None of that in any way disputes your observation that this sort of litigant tends to rely on building castles in the sky. All the fringe claimants I have encountered either claim that they aren't on the fringe, or that they will soon be joined on the fringe by a stampede of converted mainstreamers. They all have delusions regarding the objective appeal of their claims.
This, of course leads to certain questions.
- Who are these people?
- How do you know they support you? Or even exist?
He hasn't answered that question in terms of this debate. But I asked him these questions in the Shroud thread. After a predictable delay in which he avoided the question entirely, the only answer he provided was a link back to a bibliography page from one of the Shroud web sites he was mining for sources. I think the answers in that foreign thread speak volumes to what his answers might be in this thread.
Who are they? In this thread I think they're just a faceless imaginary horde. In that thread they were people upon whom he had relied to argue his case here. This is why a lot of legitimate authorities I know simply shy away altogether from fringe debates. Even though they would be legitimate authorities on the relevant facts and reasoning, some of the people in these sorts of debates seem literally incapable of understanding that inference is directed. Just because you draw conclusion X from something someone else has said doesn't mean you can cite that person as authority for X. The inability to separate a statement from a further conclusion draw on the basis of it is a hallmark of fringe argumentation. It denies that the claimant's conclusory behavior is anything that needs examination.
How do you know they support you? In the Shroud case it's clear they didn't. Few if any of the people on Jabba's list could be said even to know who Jabba is, much less know of his activities here and express support for them.

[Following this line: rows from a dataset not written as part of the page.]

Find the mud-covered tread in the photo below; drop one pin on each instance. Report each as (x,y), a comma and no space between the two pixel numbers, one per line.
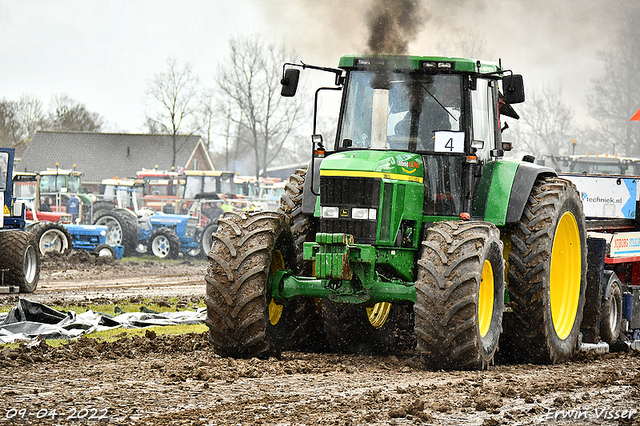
(529,329)
(20,259)
(237,294)
(612,307)
(448,281)
(306,332)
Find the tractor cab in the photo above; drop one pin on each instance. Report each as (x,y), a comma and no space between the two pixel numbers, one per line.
(414,137)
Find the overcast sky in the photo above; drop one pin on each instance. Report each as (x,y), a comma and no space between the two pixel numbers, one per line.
(102,53)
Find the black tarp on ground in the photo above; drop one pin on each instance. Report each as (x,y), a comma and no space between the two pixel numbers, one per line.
(29,319)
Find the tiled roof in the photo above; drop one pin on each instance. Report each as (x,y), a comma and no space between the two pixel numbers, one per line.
(104,155)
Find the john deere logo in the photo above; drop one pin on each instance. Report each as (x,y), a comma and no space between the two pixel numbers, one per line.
(406,165)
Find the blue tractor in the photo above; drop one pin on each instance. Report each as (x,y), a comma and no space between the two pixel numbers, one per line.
(144,230)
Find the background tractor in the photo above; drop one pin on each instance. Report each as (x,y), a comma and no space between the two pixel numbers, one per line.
(141,230)
(19,257)
(412,219)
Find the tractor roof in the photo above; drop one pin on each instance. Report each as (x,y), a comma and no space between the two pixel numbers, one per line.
(206,173)
(60,172)
(406,62)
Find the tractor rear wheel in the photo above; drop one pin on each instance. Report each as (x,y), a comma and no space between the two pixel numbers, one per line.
(306,332)
(164,243)
(459,295)
(105,250)
(547,273)
(243,318)
(20,259)
(122,229)
(51,237)
(356,329)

It's more a matter of, "These are people who I think would support me if they were given the chance." But that's still awfully presumptive.
Honestly, I think it's just a bad inference. My ideas seem reasonable to me, therefore, the reasonable people of the world would agree with me. In addition, anyone who disagrees must not be reasonable.
Bad, but comforting. I think it's human nature to regard ourselves individually as more reasonable than we objectively are. The Bible even alludes to this, and Jabba would do well to take note that no matter how justified a person is in his own eyes, it doesn't fool God. But wrath of God aside, a person's standard of what's reasonable is liable to default to his own personal view. And as I wrote above, fringe claimants often seem to have a very skewed view of how reasonable their claims are when seen objectively. As you say: A person presumes himself to be reasonable, therefore his ideas to be reasonable because they came from a reasonable person. A person presumes that there are enough others like him out there that he doesn't have to defend his individuality too much.
A person presumes that those who disagree with him must be unreasonable because they disagree with what is "given" as reason, but I think this bears additional examination in Jabba's world. Jabba fogged it up by suggesting there were different standards of reasonableness pertaining to different modes of thought. What might seem unreasonable in an "analytical" world might be perfectly reasonable in a "holistic" world. That's slightly less annoying that being outright called irrational, but it still smells like that same form of elitism. Plus, as I mentioned several times before, you don't get to claim to be able to prove something analytically but also reserve the right to invoke whatever mush-headed nonsense you want to fill the gaping holes.